Réprimandée en 2021 pour les « délais déraisonnables » imposés à son concurrent Vidéotron pour l’accès à ses poteaux téléphoniques, Bell s’est vu imposer mercredi des amendes totalisant 7,5 millions de dollars pour trois violations de la Loi sur les télécommunications.

Le Conseil de la radiodiffusion et des télécommunications canadiennes (CRTC) n’a pas retenu entièrement la demande de Vidéotron et d’un fournisseur internet d’Ottawa, Community Fibre Company, qui avaient suggéré lors des audiences, en avril 2021, d’imposer l’amende maximale de 10 millions par violation. Vidéotron, notamment, avait plaidé que les pratiques de Bell étaient « clairement contraires à l’intérêt public et qu’elles devraient faire l’objet de mesures d’exécution importantes afin de décourager les violations futures ».

Bell, de son côté, a estimé avoir commis des « erreurs de bonne foi », par exemple en déployant sa propre fibre optique sur des poteaux dont l’accès avait pourtant été refusé à Vidéotron. « L’infaillibilité ne peut être la norme pour les propriétaires de poteaux qui font face à des milliers de projets de construction sur une base annuelle, chacun comportant des considérations et des défis uniques », avait fait valoir Bell, selon ce que résume en substance le CRTC.

Capacité financière et mesures

Dans sa décision rendue publique mercredi, l’organisme fédéral établit d’entrée de jeu qu’il n’avait pas à réévaluer la réprimande adressée à Bell en avril 2021, à la suite d’une plainte de Vidéotron déposée en juin 2020. On reconnaît que le géant canadien des télécommunications a pris certaines mesures pour faciliter l’accès à ses poteaux, mais on « s’interroge sur l’efficacité de certaines de ces mesures ».

Le CRTC estime que Bell aurait la capacité financière de payer le montant maximal prévu pour les trois violations, soit 30 millions. Mais il tient compte de quelques facteurs atténuants, notamment le fait que les mesures prises par Bell devraient réduire les retards pour les accès aux poteaux et « diminuer, dans une certaine mesure, la probabilité d’une future non-conformité », écrit-on.

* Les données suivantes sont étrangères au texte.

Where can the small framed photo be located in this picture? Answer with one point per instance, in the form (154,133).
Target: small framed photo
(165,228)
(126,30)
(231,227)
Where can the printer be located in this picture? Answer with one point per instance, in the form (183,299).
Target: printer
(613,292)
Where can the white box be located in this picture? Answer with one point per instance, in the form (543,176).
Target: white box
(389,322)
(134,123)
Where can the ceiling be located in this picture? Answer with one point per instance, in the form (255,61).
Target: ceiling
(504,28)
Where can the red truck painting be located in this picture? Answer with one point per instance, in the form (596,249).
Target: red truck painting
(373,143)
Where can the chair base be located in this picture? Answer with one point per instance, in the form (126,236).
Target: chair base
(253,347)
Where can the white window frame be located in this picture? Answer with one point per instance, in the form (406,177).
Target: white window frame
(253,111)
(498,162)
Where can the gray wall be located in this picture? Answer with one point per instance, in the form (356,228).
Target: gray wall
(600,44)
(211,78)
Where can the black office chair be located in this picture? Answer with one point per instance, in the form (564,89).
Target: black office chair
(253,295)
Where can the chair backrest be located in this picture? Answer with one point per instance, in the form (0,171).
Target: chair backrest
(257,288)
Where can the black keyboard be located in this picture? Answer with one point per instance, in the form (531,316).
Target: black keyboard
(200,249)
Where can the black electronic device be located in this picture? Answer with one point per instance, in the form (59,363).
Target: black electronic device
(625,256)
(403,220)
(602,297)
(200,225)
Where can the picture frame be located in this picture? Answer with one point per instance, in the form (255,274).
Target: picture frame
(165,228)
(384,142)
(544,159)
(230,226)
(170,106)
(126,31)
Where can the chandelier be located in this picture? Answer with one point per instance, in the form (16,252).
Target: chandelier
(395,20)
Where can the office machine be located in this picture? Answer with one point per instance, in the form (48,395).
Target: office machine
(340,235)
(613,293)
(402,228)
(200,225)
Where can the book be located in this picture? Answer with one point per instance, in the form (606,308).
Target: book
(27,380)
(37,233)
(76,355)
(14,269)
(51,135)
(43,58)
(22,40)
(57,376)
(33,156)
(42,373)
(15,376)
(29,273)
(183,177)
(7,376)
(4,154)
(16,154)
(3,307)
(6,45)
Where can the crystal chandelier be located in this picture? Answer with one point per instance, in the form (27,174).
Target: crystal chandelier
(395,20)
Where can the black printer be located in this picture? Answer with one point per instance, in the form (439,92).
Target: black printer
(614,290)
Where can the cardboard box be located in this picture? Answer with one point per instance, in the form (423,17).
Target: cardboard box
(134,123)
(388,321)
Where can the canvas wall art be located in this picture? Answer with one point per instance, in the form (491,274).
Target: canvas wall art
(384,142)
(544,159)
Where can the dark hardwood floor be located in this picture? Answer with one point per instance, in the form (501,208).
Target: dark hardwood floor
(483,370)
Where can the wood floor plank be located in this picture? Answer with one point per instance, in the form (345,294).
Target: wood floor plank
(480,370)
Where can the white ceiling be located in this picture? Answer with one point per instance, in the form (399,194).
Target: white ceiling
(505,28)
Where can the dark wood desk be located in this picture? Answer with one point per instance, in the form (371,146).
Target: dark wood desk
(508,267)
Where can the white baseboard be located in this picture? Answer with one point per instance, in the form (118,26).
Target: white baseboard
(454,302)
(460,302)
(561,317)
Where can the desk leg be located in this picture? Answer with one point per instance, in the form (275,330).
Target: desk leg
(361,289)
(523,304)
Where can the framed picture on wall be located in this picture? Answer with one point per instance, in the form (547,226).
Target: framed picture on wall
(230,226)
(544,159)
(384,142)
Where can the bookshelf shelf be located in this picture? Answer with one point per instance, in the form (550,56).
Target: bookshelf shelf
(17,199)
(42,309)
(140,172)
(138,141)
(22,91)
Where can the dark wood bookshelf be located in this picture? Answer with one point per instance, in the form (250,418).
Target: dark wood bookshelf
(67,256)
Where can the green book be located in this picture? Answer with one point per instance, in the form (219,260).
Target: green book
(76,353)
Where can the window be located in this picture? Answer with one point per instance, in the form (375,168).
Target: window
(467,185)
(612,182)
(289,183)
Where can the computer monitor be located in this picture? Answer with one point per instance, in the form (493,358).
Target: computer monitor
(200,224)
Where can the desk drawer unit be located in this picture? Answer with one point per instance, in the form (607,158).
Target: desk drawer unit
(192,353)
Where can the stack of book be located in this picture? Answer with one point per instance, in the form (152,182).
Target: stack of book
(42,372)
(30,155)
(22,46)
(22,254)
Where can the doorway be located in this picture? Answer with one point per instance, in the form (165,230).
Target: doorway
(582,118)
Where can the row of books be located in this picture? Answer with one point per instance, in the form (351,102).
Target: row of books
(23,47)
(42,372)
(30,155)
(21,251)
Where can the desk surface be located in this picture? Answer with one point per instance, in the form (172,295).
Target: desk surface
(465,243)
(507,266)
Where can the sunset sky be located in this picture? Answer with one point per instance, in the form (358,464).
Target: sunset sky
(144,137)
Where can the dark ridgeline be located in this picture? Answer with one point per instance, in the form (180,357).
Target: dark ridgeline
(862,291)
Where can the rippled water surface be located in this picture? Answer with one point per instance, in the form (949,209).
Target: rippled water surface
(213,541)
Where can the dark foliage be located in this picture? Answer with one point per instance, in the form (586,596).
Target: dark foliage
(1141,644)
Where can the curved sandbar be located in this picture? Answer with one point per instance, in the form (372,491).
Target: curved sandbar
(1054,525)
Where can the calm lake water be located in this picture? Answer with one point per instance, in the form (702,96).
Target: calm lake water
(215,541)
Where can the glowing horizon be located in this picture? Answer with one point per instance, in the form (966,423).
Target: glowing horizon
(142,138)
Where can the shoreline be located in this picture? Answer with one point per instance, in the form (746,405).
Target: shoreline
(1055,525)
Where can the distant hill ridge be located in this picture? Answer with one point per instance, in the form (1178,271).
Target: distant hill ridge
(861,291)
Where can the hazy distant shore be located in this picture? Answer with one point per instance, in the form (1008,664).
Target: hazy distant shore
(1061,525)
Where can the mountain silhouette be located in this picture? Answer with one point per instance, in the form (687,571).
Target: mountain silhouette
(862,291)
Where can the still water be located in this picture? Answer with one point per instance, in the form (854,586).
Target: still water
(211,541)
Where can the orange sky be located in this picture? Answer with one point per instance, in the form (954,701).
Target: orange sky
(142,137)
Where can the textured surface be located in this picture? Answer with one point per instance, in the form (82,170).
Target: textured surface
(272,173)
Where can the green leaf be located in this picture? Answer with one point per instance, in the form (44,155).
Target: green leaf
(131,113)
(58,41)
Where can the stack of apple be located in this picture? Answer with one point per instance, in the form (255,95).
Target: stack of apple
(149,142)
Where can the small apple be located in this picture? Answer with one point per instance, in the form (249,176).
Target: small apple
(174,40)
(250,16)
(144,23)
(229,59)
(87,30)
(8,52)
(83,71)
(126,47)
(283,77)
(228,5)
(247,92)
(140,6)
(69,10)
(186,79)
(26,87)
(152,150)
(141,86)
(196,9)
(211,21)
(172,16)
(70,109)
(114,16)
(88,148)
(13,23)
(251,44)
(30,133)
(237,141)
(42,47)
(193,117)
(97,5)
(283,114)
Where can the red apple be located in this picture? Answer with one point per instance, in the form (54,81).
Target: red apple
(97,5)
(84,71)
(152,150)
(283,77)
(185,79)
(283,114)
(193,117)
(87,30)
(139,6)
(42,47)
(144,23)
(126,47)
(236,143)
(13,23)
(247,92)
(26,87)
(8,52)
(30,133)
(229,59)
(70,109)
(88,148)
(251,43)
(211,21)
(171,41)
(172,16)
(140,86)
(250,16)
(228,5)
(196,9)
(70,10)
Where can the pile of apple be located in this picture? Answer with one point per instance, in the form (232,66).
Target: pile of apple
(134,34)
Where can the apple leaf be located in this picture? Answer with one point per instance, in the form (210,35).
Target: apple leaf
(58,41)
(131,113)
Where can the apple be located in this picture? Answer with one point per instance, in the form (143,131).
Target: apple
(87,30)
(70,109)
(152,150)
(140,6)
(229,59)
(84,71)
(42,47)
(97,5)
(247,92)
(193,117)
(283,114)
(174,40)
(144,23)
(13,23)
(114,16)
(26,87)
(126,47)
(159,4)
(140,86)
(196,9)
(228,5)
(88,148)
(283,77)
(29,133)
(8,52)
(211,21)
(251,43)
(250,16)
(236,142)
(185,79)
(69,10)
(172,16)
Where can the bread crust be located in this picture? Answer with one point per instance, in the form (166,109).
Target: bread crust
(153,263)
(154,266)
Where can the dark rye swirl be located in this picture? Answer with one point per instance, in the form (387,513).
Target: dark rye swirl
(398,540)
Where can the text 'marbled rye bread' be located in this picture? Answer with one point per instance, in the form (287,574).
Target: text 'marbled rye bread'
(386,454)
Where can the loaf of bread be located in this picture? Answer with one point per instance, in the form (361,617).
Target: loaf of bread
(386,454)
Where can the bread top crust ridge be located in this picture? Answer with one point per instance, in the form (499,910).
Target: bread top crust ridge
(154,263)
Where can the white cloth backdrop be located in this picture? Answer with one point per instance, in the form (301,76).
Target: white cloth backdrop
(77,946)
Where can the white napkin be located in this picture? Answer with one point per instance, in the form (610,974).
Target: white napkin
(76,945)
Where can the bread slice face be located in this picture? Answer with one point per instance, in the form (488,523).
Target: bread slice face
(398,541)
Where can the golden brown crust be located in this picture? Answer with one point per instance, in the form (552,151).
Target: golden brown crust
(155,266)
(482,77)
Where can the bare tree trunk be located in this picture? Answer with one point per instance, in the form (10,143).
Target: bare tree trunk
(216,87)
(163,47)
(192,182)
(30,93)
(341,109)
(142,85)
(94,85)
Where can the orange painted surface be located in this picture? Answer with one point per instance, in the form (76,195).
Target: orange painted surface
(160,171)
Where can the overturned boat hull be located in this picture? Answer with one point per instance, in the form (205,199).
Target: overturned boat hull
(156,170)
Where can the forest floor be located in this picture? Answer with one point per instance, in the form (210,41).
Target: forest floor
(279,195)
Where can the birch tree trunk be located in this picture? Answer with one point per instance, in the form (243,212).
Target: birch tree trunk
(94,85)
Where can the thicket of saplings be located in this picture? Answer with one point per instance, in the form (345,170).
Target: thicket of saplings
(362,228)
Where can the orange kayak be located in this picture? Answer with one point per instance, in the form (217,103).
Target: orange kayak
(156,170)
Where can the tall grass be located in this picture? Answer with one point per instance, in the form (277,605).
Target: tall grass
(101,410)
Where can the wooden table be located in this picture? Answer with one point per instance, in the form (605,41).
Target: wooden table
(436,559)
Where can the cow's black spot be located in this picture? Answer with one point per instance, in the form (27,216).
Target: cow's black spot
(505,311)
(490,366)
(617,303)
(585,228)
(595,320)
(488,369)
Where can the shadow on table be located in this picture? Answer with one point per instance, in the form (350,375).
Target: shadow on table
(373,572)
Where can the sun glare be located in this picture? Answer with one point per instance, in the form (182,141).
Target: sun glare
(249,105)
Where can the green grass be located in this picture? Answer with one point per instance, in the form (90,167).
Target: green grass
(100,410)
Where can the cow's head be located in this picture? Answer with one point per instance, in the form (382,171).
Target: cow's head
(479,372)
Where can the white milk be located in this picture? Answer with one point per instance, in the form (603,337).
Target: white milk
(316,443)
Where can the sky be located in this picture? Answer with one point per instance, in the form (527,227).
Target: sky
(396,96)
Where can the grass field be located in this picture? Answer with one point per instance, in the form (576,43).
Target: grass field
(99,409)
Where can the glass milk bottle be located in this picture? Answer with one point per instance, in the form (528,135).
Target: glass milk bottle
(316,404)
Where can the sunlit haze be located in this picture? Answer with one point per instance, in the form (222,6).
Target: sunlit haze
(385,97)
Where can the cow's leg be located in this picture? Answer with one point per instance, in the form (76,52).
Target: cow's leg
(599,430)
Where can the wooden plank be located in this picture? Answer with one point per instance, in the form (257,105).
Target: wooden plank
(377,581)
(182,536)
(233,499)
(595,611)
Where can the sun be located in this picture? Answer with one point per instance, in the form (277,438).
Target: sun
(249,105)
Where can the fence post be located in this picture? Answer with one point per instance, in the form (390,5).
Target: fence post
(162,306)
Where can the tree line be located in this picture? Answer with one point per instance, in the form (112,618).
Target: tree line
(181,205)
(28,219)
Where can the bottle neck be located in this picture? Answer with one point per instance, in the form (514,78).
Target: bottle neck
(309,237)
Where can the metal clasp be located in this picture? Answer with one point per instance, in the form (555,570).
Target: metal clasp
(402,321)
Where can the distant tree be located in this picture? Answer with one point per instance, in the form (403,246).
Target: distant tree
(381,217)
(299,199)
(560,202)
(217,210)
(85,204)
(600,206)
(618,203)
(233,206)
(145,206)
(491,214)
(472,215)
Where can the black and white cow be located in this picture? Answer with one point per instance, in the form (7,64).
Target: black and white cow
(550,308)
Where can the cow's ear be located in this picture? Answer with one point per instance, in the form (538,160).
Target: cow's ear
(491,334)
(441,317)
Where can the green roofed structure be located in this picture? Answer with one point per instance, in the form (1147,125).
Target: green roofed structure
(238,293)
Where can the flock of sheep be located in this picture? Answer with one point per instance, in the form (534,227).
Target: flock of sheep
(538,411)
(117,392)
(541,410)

Un montant de 7,5 millions lui semble adéquat, mais on prévient Bell : « Le Conseil continuera de surveiller la situation et, au besoin, prendra les mesures appropriées en cas de future non-conformité. »

Pour le président du CRTC, Ian Scott, cette mesure renforce l’assurance que le marché des télécommunications au Canada sera plus « équitable et concurrentiel ». « La décision d’aujourd’hui souligne ce point et démontre que nous n’hésiterons pas à utiliser les outils à notre disposition afin de prendre des mesures visant à promouvoir la conformité lorsque les actions d’une entreprise violent ces principes », a-t-il déclaré par communiqué.

Sur son compte Twitter, le PDG de Québecor, Pierre Karl Péladeau, a dénoncé l’« avantage indu » que se donne Bell en refusant à son concurrent l’accès à ses infrastructures. « Difficile d’être plus clair ! a-t-il tweeté. Les manœuvres dilatoires anticoncurrentielles de Bell à l’encontre de Vidéotron sont des violations graves à la Loi sur les télécoms qui lui valent une pénalité record imposée par le CRTC. »

« Nous prenons connaissance de la décision et n’avons aucun commentaire à faire pour l’instant », a déclaré de son côté Caroline Audet, porte-parole de Bell.